Somehow I too believe we all passed through the heart of God on our way to where we are. And memory stirs desire to be touched again. Presence remembered provokes the wound of absence. The luminous moments when we are acutely aware of God’s presence make the anhelo worse, because we are reawakened to what we are sometimes missing.
And what we are missing is not only “God.” “God” is another word requiring definition. The missing of God reverberates in the missing of a loved one and in the absence of justice, truth, goodness and grace—all those things whose absence wounds the human heart. But how do we long for a fulfillment we’ve never known? When were we touched by perfect love, truth, justice and kindness? When were we caressed with utter comprehension? When did we first hear the music whose echo now breaks our hearts?
It must have been, as Hans says, when we were with God. And so the only way to come close to it is to live as closely as possible to God now—to try and be at one with the heartbeat of life, to love and to be true, just, kind and good—to try and nudge the mountains and valleys into an embrace that heals the breach.
There is awful irony in the Christmas celebration of the word made flesh because what are we left with? Words! Sometimes I want to brush them away in annoyance. The holy scriptures, words that come from the heart of God, arrive on this shore like letters from across the ocean. They bring a loved one near, but not nearly near enough! Why celebrate the incarnation and then go back to unsatisfying words?

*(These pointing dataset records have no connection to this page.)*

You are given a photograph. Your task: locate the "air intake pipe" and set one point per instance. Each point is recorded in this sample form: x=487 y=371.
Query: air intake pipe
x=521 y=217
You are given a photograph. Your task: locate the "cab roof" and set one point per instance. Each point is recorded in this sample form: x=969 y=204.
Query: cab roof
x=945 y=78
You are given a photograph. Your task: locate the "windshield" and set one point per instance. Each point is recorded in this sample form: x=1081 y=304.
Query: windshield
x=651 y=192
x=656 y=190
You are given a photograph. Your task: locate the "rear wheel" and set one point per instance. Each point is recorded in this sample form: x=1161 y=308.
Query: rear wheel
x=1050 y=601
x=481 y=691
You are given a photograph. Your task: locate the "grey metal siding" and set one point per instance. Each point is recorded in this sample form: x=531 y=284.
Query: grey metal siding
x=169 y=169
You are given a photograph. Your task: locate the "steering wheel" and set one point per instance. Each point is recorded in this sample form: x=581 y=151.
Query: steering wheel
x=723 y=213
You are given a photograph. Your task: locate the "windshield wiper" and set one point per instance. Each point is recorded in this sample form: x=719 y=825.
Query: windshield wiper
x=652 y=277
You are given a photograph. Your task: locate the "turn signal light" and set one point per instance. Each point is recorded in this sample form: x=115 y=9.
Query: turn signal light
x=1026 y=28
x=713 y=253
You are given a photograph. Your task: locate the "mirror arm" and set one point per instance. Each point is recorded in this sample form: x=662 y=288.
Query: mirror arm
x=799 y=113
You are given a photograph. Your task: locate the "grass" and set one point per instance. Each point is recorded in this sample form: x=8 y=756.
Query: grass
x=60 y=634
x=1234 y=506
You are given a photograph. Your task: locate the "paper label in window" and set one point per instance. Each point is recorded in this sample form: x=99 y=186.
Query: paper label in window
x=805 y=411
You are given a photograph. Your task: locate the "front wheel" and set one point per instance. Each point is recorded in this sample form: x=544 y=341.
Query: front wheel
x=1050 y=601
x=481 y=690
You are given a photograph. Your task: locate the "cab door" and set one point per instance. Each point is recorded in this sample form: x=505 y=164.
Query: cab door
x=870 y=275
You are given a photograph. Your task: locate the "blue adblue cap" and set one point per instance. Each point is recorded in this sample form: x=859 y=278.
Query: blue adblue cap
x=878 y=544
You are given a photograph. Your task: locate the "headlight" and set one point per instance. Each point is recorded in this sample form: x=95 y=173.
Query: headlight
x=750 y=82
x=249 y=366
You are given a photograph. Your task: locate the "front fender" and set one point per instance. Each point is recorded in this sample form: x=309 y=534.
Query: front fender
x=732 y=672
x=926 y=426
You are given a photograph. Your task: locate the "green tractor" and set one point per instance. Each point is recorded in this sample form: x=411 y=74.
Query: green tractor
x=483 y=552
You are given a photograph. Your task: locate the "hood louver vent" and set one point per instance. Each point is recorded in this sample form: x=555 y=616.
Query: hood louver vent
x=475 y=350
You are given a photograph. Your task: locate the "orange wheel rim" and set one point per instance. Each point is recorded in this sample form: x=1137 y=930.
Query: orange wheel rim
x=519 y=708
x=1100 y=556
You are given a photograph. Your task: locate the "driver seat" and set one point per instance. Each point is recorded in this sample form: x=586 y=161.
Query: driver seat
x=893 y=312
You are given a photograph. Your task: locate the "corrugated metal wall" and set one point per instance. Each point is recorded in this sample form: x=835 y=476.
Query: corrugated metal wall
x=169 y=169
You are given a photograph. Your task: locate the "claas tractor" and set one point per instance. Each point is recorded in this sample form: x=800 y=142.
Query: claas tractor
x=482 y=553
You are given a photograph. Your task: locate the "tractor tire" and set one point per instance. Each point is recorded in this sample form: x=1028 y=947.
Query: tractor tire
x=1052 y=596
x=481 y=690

For centuries, the theologians have promised us that the holy word is indeed the holy Presence. Yes, but—or as Hans would say, “Yeah, right!”—something is missing. Yes, we believe in the real presence of Christ in the sacraments. But something is missing, or why would the church, which clasps the scriptures to its breast day and night through all these years, pouring over the words for clues and comfort, wail, O Wisdom, Come! O Adonai, Come! O Root of Jesse, Come! O Come, O Come, Emmanuel! These ancient prayers are cries for understanding, strength, liberation, justice, clarity, truth, community and the perfect presence of God. The “O” antiphons moan for the closure of every distance until God is all in all.

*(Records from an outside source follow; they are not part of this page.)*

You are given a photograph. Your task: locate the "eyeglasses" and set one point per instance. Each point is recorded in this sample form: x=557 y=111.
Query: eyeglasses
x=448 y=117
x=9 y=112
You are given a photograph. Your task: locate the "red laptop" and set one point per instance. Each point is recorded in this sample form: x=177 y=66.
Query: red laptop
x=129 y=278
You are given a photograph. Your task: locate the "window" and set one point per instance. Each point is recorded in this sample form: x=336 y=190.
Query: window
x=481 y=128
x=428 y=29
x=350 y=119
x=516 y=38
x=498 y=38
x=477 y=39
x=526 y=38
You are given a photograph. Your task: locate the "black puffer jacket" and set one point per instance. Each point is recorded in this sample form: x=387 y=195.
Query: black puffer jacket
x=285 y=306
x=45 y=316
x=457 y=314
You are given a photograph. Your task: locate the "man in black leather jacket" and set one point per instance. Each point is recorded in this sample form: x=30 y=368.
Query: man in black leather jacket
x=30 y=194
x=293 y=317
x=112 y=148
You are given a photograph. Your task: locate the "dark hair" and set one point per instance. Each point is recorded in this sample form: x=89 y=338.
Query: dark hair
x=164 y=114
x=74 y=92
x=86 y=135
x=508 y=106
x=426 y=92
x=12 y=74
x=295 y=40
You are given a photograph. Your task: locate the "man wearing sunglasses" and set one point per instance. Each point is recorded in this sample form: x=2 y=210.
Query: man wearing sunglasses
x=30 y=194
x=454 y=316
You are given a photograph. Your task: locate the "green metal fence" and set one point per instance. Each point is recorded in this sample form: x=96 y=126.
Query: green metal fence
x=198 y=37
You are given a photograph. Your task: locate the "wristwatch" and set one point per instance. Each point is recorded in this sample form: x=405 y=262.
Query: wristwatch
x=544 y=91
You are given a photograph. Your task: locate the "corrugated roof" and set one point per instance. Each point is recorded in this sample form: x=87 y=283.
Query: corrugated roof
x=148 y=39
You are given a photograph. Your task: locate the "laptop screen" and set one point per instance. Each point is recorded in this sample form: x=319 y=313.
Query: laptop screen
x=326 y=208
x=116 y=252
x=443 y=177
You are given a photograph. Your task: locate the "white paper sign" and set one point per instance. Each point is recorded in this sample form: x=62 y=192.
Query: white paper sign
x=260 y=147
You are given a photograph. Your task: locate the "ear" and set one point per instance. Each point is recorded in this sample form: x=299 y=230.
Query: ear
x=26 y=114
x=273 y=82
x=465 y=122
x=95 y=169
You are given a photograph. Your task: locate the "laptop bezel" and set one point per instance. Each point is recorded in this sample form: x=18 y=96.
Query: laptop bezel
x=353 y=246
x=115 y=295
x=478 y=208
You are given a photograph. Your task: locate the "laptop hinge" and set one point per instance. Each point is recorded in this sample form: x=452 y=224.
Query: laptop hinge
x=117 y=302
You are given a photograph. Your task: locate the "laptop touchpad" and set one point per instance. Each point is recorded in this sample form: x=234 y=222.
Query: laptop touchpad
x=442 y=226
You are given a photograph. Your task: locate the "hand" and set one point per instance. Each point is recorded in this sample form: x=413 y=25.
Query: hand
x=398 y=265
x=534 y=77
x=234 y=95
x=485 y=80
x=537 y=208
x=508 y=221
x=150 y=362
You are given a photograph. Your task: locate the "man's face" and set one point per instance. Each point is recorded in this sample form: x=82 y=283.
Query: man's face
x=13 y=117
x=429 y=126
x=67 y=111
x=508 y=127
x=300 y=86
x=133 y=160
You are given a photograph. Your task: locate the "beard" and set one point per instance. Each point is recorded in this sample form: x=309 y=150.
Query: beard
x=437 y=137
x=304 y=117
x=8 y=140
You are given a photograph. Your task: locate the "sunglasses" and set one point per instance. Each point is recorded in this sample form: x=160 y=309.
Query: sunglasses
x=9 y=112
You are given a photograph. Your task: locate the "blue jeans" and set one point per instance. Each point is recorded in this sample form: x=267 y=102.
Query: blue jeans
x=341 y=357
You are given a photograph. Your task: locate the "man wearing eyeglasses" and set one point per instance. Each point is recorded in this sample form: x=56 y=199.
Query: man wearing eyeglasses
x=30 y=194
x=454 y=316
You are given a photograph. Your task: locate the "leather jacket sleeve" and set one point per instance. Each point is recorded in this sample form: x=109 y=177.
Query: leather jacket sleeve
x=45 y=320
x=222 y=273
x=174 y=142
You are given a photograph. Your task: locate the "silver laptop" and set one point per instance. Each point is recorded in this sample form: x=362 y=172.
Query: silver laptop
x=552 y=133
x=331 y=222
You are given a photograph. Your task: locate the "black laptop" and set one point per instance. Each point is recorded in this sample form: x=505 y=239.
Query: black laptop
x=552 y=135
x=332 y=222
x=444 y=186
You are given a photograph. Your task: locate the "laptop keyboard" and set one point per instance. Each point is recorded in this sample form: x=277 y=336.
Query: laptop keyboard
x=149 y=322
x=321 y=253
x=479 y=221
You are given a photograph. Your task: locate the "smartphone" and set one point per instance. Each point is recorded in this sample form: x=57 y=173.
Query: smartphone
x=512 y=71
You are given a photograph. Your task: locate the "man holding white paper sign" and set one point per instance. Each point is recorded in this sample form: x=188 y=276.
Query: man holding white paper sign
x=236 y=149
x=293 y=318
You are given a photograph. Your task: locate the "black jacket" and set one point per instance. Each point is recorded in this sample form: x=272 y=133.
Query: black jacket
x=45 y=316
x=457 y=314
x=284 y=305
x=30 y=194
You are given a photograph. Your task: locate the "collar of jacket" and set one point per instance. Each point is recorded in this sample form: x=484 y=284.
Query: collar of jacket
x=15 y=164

These moans are why I feel so blessed to work in this place. Of course God is everywhere, but Jesus was clear about his unique presence among the poor, the hungry and thirsty, the naked and sick, the stranger and the prisoner. I feel close to life in this place, blessedly alive. It is life in the face of death here, where the distances of class, race and gender are most acute. Here is where the valleys cry to rise up and meet the hills—and here love comes to level out uneven ground and make rough places plain.
When will the work be finished? The wait is nearly unbearable. “Soon and very soon!” we sing each Sunday. “No more crying, no more dying, no more hunger, no more fighting!” We sing at the top of our lungs. We clap. Outside a siren’s high-pitched wail goes racing toward the next crisis. Soon can’t come soon enough.